Pola pergeseran beban utang yang beralih dari sektor swasta ke sektor publik menjadi sinyal perekonomian domestik tengah menghadapi tekanan dari berbagai arah.
Utang Luar Negeri Swasta Terkontraksi, Sinyal Ekonomi Lesu? Foto: iNews Media Group.
IDXChannel - Pergerakan utang luar negeri (ULN) Indonesia saat ini dinilai menyajikan sebuah lanskap yang cukup menantang bagi stabilitas makroekonomi nasional. Pola pergeseran beban utang yang beralih dari sektor swasta ke sektor publik menjadi sinyal perekonomian domestik tengah menghadapi tekanan dari berbagai arah.
Mengutip laman Bank Indonesia (BI), posisi ULN Indonesia pada April 2026 tercatat sebesar USD439,8 miliar atau secara tahunan tumbuh sebesar 1,9 persen (yoy), lebih tinggi dibandingkan dengan pertumbuhan pada Maret 2026 sebesar 1,0 persen (yoy). Perkembangan tersebut dipengaruhi oleh pertumbuhan ULN sektor publik di tengah kontraksi ULN sektor swasta yang berlanjut.
Posisi ULN swasta pada April 2026 tercatat sebesar USD193,2 miliar, atau secara tahunan mengalami kontraksi pertumbuhan sebesar 0,7 persen (yoy), lebih rendah dibandingkan kontraksi bulan sebelumnya sebesar 1,4 persen (yoy).

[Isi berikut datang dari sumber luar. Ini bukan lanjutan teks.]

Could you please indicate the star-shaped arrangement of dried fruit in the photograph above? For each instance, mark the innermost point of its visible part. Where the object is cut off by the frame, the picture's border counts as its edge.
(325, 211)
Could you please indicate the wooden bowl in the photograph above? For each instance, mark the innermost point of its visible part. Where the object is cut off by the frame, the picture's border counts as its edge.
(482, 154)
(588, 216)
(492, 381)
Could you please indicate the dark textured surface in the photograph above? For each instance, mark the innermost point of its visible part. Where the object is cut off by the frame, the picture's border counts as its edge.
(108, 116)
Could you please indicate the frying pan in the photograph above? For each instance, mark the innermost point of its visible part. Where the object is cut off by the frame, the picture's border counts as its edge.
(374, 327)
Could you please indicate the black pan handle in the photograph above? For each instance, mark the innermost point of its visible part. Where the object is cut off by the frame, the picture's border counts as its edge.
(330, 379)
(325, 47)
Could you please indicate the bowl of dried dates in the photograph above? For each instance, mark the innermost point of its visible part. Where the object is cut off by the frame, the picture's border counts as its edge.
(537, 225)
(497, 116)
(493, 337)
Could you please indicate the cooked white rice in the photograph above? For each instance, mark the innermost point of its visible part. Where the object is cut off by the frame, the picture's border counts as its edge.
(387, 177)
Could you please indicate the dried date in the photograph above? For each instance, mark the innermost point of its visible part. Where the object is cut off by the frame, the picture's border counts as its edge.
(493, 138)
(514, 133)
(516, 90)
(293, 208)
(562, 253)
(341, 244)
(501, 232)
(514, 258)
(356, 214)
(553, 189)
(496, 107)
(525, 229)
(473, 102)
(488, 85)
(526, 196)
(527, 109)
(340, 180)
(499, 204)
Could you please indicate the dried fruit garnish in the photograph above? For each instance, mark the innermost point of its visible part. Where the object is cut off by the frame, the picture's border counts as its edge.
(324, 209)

Direktur Eksekutif Center of Reform on Economics (CORE) Indonesia, Mohammad Faisal menilai, perubahan struktur utang luar negeri dalam beberapa periode terakhir ini mengisyaratkan adanya kelesuan di sektor riil domestik. Fenomena ini terlihat jelas dari keengganan pelaku usaha swasta untuk berekspansi di tengah ketidakpastian pasar global.
"Di situ sebetulnya jelas secara polanya berarti mengindikasikan adanya tekanan terhadap ekonomi," ujar Faisal kepada IDXChannel, Selasa (16/6/2026).